ÉDITO. Un collectif d'associations a lancé jeudi 27 avril une pétition demandant que l'État agisse face à ce qu'il décrit comme un « état d'urgence sanitaire en matière d'accès à l'IVG ». En cause : les tensions sur l'approvisionnement en misoprostol, l'une des deux molécules nécessaires à une IVG médicamenteuse.
« En France, et alors que 76% des avortements sont réalisés par voie médicamenteuse, les pharmacies peinent désormais à s’approvisionner en pilules abortives », dénoncent conjointement Le Planning familial, le collectif Avortement Europe et l’Observatoire de la transparence dans les politiques du médicament (OTMeds).

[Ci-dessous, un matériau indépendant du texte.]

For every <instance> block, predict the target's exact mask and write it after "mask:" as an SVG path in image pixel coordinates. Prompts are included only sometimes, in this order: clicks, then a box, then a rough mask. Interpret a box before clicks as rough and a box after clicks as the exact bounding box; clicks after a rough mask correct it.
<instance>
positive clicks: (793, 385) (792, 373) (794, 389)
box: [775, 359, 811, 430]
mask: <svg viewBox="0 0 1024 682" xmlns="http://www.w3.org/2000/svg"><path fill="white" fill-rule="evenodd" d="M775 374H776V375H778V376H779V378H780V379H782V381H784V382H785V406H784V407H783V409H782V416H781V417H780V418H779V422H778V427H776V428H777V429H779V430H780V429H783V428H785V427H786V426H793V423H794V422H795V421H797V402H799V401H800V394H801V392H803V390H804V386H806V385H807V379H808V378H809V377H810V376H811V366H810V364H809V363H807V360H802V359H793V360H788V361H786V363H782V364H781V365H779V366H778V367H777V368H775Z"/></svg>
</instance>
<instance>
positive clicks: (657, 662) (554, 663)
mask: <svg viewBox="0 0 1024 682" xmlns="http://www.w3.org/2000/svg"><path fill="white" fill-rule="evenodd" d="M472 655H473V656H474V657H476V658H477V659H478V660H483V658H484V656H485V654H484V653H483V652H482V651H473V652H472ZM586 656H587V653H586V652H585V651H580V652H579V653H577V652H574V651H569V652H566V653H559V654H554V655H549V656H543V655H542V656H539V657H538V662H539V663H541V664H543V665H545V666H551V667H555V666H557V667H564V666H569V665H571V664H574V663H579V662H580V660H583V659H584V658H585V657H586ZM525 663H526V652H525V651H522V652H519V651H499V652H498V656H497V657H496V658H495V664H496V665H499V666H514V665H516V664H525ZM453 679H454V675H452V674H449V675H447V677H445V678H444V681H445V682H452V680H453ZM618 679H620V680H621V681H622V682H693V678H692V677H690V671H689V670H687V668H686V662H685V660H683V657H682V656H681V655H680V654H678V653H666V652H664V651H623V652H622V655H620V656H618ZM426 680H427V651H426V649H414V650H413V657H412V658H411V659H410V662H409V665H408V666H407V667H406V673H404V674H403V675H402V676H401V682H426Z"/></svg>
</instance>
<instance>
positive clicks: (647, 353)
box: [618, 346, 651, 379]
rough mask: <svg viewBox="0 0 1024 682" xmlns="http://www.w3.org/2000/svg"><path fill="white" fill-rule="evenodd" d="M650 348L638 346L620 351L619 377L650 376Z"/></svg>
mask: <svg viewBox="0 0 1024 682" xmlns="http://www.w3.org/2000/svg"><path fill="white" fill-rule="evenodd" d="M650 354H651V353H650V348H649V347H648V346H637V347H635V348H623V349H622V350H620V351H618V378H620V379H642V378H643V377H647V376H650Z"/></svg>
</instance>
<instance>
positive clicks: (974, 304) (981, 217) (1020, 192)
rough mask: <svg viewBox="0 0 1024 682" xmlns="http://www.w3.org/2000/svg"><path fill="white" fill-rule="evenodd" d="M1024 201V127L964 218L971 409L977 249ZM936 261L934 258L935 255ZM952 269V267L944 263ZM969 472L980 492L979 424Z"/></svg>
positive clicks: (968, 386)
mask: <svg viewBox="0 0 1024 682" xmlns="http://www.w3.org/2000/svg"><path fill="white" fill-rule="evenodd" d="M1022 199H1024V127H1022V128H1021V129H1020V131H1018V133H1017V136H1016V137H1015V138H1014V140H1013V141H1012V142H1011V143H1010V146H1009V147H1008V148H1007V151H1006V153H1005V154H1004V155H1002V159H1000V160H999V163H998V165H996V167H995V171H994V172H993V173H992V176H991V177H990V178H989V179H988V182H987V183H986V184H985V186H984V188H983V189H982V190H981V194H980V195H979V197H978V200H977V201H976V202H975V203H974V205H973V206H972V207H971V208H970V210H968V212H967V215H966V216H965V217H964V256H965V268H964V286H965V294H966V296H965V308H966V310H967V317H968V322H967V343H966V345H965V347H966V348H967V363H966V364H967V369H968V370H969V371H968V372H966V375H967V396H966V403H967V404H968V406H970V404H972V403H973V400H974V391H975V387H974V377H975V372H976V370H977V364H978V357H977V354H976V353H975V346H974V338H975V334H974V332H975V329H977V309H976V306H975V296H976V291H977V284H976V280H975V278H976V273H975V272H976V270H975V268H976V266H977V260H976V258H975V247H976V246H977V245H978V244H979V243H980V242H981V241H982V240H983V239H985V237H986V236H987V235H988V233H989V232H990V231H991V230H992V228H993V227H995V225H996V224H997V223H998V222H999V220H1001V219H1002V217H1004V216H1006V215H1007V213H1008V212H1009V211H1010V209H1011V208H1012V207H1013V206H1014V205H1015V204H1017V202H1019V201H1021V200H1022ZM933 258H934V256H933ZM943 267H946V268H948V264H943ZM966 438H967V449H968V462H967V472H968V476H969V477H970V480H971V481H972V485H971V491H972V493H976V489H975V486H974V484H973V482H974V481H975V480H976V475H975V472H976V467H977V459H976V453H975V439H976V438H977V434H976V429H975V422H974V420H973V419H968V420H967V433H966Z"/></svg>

Dans plusieurs villes de France et particulièrement à Lille, de nombreuses patientes peinent depuis plusieurs mois à se procurer en pharmacie le misoprostol, dont l'approvisionnement sur notre territoire dépend du seul groupe pharmaceutique Nordic Pharma, un laboratoire suédois dont une partie conséquente des capitaux sont américains, détaille Libération.
Pour le Haut conseil à l'égalité (HCE), les tensions – voire les situations ponctuelles de pénurie – sur le marché du médicament en France pourraient être liées à la bataille déchaînée qui se joue actuellement contre le droit à l'avortement aux États-Unis. « La situation américaine fait planer la menace d’une pénurie liée à la constitution de stocks par les Etats américains qui cherchent à pallier un éventuel arrêt de la production et /ou de la commercialisation de la mifépristone et du misoprostol, avance le HCE dans un communiqué publié le 18 avril. Autre risque : une forte augmentation des prix, due aux possibles ruptures de production et d’approvisionnement. »
Alors qu'aux États-Unis, la commercialisation de la mifépristone, l'autre molécule utilisée dans les avortements médicamenteux, fait actuellement l'objet d'une âpre bataille judiciaire, le HCE exige des pouvoirs publics français « que la France retrouve rapidement sa souveraineté en matière de production de la pilule abortive. » Les associations pétitionnaires ont embrayé : « Une licence d’office doit être émise par les autorités françaises, permettant ainsi la production de génériques et leurs importations depuis des pays tiers producteurs, et idéalement une production locale, nationale, ou européenne, car aujourd’hui les formes de misoprostol en pénuries sont sous brevets exclusifs de Nordic pharma. »
La pandémie de Covid-19 nous a fait prendre conscience de notre dépendance aux importations en matière de médicaments et de dispositifs sanitaires, amorçant une relocalisation de la production de paracétamol. Il est grand temps de faire de même pour la pilule abortive. Une décision industrielle qui serait alignée sur le projet politique du gouvernement de graver dans le marbre de la Constitution notre droit à l''avortement.